Une autre série (No escape) est constituée de trois feuilles de papier blanc dont les inscriptions sont gaufrées, sur le modèle de la couverture de La Disparition de Georges Pérec chez Gallimard. Trois verbes (commençant évidemment par un E, celui là même disparu chez Pérec) évoquant la disparition au sens littéral apparaissent : END, ERASE, EJECT.

Dans un coin, seul point de couleur, on peut regarder L´homme inlisible, film sans image dont les bancs-titres retranscrivent les dialogues de quelques chapitres de L´Homme invisible de H.G. Wells. En bleu sur fond rouge, difficilement lisible, une petite violence binaire qui vient perturber la quiétude apparente des lieux.

2004 : "Inner Gas Serie" - Centre d’art contemporain Circuit, Lausanne

"Inner Gas Serie", la pièce qui donne son titre à l’exposition, est à la fois un hommage et un détournement d’une œuvre célèbre de l’artiste américain Robert Barry, intitulée "Inert Gas Serie (From a Measured Quantity to Indefinite Expansion)". En 1969, Barry lâcha 0,60 mètre cube d’hélium dans le désert de Mojave en Californie. Par la suite, il renouvela l’opération avec de l’argon, du krypton, du néon et du xénon ; tous ces gaz appartenant à la famille des gaz inertes, appelés encore "gaz rares", dont les particularités sont d’être incolores et inodores, de n’avoir aucune action sur les corps avec lesquels ils entrent en contact, d’exister en quantités infinitésimales dans l’atmosphère, et d’être utilisés pour différentes sortes d’éclairages.

En 2004, Olivier Babin rejoue la pièce de Barry. Celui-ci fut un des pionniers de la "dématérialisation" de l’art dans les années 60 et de fait, nombre de ses pièces sont hantées par le vide ou le néant. Olivier Babin part à sa rencontre en redonnant de façon très ténue, symbolique, une certaine visibilité, une certaine matérialité à l’état gazeux, et en le resituant de surcroît à l’intérieur d’un espace artistique. Le résultat est une série de mots en néon ultra blanc (les noms des cinq gaz inertes) accrochés à 3 mètres du sol. Seules sources de lumière dans l’espace, qui reste totalement vide par ailleurs, les néons de Babin clignotent lentement, semblant respirer comme de tranquilles fantômes.

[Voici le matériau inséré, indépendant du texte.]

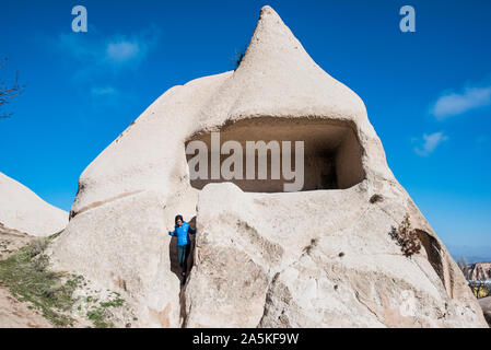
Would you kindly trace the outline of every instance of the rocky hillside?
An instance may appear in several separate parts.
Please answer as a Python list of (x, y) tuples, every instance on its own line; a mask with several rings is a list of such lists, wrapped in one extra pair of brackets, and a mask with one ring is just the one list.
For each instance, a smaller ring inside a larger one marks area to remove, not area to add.
[(470, 281), (491, 280), (491, 262), (469, 264), (465, 269), (465, 276)]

Si trahison il y a, elle est douce et belle.

2006 : "Nobody and Soul" - galerie Frank Elbaz, Paris

"Body and Soul", c’est un standard de jazz, un blues. "Nobody and Soul", c’est le titre qu’a choisi Olivier Babin pour son exposition, comme une promesse de dérives entre la présence et l’absence, entre la matière et ses simulacres, entre le signifiant et le néant, entre la jouissance et la mélancolie. Olivier Babin construit ainsi un paysage ambivalent, psychédélique et lucide, dont l’indéniable séduction se pare souvent d’une idiotie manifeste.

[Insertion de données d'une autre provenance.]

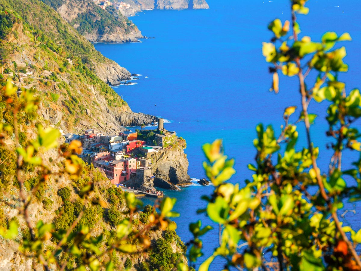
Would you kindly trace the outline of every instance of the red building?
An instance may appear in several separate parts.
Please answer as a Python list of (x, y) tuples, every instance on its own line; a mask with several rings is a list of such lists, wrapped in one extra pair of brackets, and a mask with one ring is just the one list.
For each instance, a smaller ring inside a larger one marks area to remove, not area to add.
[(138, 133), (130, 131), (125, 131), (119, 133), (119, 136), (123, 138), (123, 140), (129, 140), (130, 141), (136, 140), (138, 138)]
[(128, 153), (131, 152), (135, 149), (144, 145), (145, 143), (145, 141), (142, 140), (133, 140), (129, 141), (125, 146), (126, 148), (126, 152)]
[(127, 174), (125, 164), (126, 161), (123, 159), (113, 160), (108, 162), (106, 160), (94, 161), (93, 164), (95, 167), (103, 171), (106, 177), (109, 178), (112, 184), (117, 184), (127, 180), (127, 176), (130, 176), (130, 173)]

Avec sa spiritualité de pacotille, le "Pathfinder" accueille le visiteur, comme pour l’inviter à traverser l’exposition en apesanteur, en quête d’on ne sait trop quoi. Celui-ci trouvera sur son chemin des sémaphores qui pourront l’éclairer ou au contraire le confondre.
Une immense toile circulaire, qui pourrait rayonner comme un soleil mais qui figure un smiley triste, et dont le titre, "I’m Too Sad To Not Tell You", fait écho à la vidéo de l’artiste néerlandais Bas Jan Ader, tout en en redoublant l’expressivité ("I’m Too Sad To Tell You" montrait l’artiste inexplicablement en larmes, devant l’objectif de sa caméra) ;
Une peau de banane en bronze peint qui traine négligemment sur le sol ("Slip Inside this House"), réunissant à la fois une pureté toute moderniste et une allure toute ratatinée ; comme ce graphique en plexi fluo rouge ("You and Me Together Fighting for Our Love") sur lequel la lumière ruisselle, sorte de monument à la gloire de l’ultra-libéralisme, mais adapté à un format bureau et issu d’un document trouvé (la cote de l’artiste américain Robert Rauschenberg) ;
"Lonely Cobalt Key," une malette ouverte de représentant de commerce, renfermant des échantillons de néon bleu cobalt, tel un ailleurs à emporter.